Prešeren Square, October 2–10, 1995, working hours: 10 a.m.–6 p.m., Sunday 10 a.m.–2 p.m.
On the stall, situated next to an ordinary fruit and vegetable stall, Vuk Ćosić, Matej Andraž Vogrinčič and their friends, were selling garments for fruit and vegetables. The dresses were tailored for various occasions, such as, working hours, evening solemnities, sports activities, army exercises, and night sleep. The price of the garment matched the weight of the dressed fruit.

Le Coco Fruitwear

Bananas are Cold, When They Come to the North

Are we not excited by the nakedness of fruits and vegetables?
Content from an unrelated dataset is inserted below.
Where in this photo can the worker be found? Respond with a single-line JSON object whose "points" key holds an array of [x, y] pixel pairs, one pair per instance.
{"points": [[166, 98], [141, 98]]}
And are fruits and vegetables not naked, for when peeling them we are actually undressing them? These were the questions raised by Le Coco Fruitwear conceptual artistic action, in which clothes for fruit were offered to passers-by at Tromostovje in the centre of Ljubljana over a period of one week.
Vuk Ćosić, Matej Andraž Vogrinčič and friends, saw the fruit as naked, without the signals conveyed by garments. So they situated their tailoring stall next to a fruit and vegetable stand, and sold clothes. The fruit and vegetable vendors liked the supplementary offer provided by their neighbours, and gave them their first mannequins. Le Coco Fruitwear offered clothes tailored especially for fruits. Only the caps were reminiscent of human garments, and they suited almost every fruit, but the best models turned out to be bananas. Dresses became them perfectly, and as soon as they were dressed, the visitors to the stall did not want to see them naked any more. Even Matej Andraž Vogrinčič himself was surprised at how well some patterns, which otherwise would hardly be appropriate for garments, seemed to suit fruits. If clothes make the man, then they also make the fruit, or the vegetable. With these attractive clothes for fruits and vegetables, Le Coco Fruitwear wished to impart new associations to the people of Ljubljana. The sale of the clothes offered was quite successful, and thus it can be concluded that the buyers preferred their fruits to be dressed than naked. The nudity bothered them, though probably not because they found it exciting. On the contrary, the visitors to the stall were excited by a carrot dressed in lace - it reminded them of a penis. (Do Slovenes wear lace underwear?)
The artistic action by Vuk Ćosić, Matej Andraž Vogrinčič and friends, showed that the visitors to the stall were troubled by nudity, which is actually the absence of signals. At the moment when the fruits and vegetables were dressed, their natural covers - their peels - became their bodies, and buyers were even pleased by Le Coco Fruitwear’s offer to wrap the dressed fruits, even if it was only in the same paper previously used for wrapping fruits and vegetables. Thus the clothes did not represent merely an alternative form of packaging, but rather the definition of the individuality (and peculiarity) of fruits, and only the integrity thus composed then needed to be protected from harmful environmental influences. Only the dressed fruits became The Fruits, and even Le Coco Fruitwear’s offer to weigh them after dressing did not seem strange to the buyers, for character has its own body. In a not entirely serious manner, Le Coco Fruitwear thus demonstrated that art can add some character to the urban environment.